For agentic inference, the unit is not the token. It is not the request. It is not the GPU. The unit is the completed task.

TokenSpeed is the runtime signal. Dynamo is the distributed-serving signal. Blackwell is the current proving ground. Vera Rubin is the hardware roadmap. Python 3.14 changes the orchestration baseline. Touchdown measures the cost when all of those boundaries meet a real workload.

What a team should take away

If you run AI workloads today, the immediate takeaway is not “go rewrite everything.” The takeaway is to measure the task path before buying a bigger machine or switching providers.
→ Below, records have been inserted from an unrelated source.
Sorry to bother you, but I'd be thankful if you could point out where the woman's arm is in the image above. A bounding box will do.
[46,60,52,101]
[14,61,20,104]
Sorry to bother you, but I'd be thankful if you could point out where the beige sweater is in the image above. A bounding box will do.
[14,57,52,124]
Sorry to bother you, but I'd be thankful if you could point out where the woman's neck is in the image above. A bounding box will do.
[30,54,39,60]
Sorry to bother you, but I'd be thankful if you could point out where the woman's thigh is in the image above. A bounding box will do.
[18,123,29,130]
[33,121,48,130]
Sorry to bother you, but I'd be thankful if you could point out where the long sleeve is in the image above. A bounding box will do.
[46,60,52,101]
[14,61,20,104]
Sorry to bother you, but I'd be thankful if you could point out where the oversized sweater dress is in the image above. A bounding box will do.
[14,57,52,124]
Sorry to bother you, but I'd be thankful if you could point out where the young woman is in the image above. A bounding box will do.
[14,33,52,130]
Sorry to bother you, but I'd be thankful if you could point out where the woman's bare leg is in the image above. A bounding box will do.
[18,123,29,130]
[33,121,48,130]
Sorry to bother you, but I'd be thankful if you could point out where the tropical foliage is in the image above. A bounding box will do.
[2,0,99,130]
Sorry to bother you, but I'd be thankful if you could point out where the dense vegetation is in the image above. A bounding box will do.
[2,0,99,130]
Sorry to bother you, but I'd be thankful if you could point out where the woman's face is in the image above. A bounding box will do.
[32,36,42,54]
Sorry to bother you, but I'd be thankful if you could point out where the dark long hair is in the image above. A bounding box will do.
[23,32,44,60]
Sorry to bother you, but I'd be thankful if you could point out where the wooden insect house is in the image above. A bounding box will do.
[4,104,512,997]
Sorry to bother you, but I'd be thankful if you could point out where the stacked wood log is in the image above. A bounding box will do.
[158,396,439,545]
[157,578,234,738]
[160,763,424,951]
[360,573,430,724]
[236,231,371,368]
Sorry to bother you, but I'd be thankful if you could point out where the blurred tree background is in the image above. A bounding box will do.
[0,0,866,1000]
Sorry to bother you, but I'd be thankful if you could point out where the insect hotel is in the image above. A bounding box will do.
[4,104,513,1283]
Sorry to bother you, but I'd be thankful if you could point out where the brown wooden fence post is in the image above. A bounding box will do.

Start with these questions:

How much of the bill comes from useful completed work versus retries and dead-end calls?
How often are we rebuilding context that should have been reused?
Are long prefill requests blocking latency-sensitive decode?
Are tool outputs making every next request larger than it needs to be?
Is our provider/model/router choice matched to the difficulty of each step?
Are we measuring cache hit rate, TTFT, TPOT, queueing, and task completion together?
If self-hosting, do we know whether the bottleneck is GPU math, CPU orchestration, memory, cache, or network?

These questions are the bridge from infrastructure theory to money. They turn TokenSpeed, Blackwell, Dynamo, and Vera Rubin from buzzwords into a practical map of where the system may be paying unnecessary boundary tax.

Closing

The next phase of inference will not be won by asking which GPU is fastest in isolation. It will be won by asking where the work belongs.

Which state belongs on CPU?
Which state belongs on GPU?
Which state belongs in HBM?
Which state belongs in a cache tier?
Which state belongs in Python?
Which state belongs in C++ or Rust?
Which state belongs in the distributed serving layer?
Which state should the agent runtime expose?

Agentic inference is forcing a new CPU/GPU contract. TokenSpeed shows it in the runtime. Dynamo shows it in distributed serving. Vera Rubin shows it in hardware. Touchdown measures the cost of getting that contract wrong.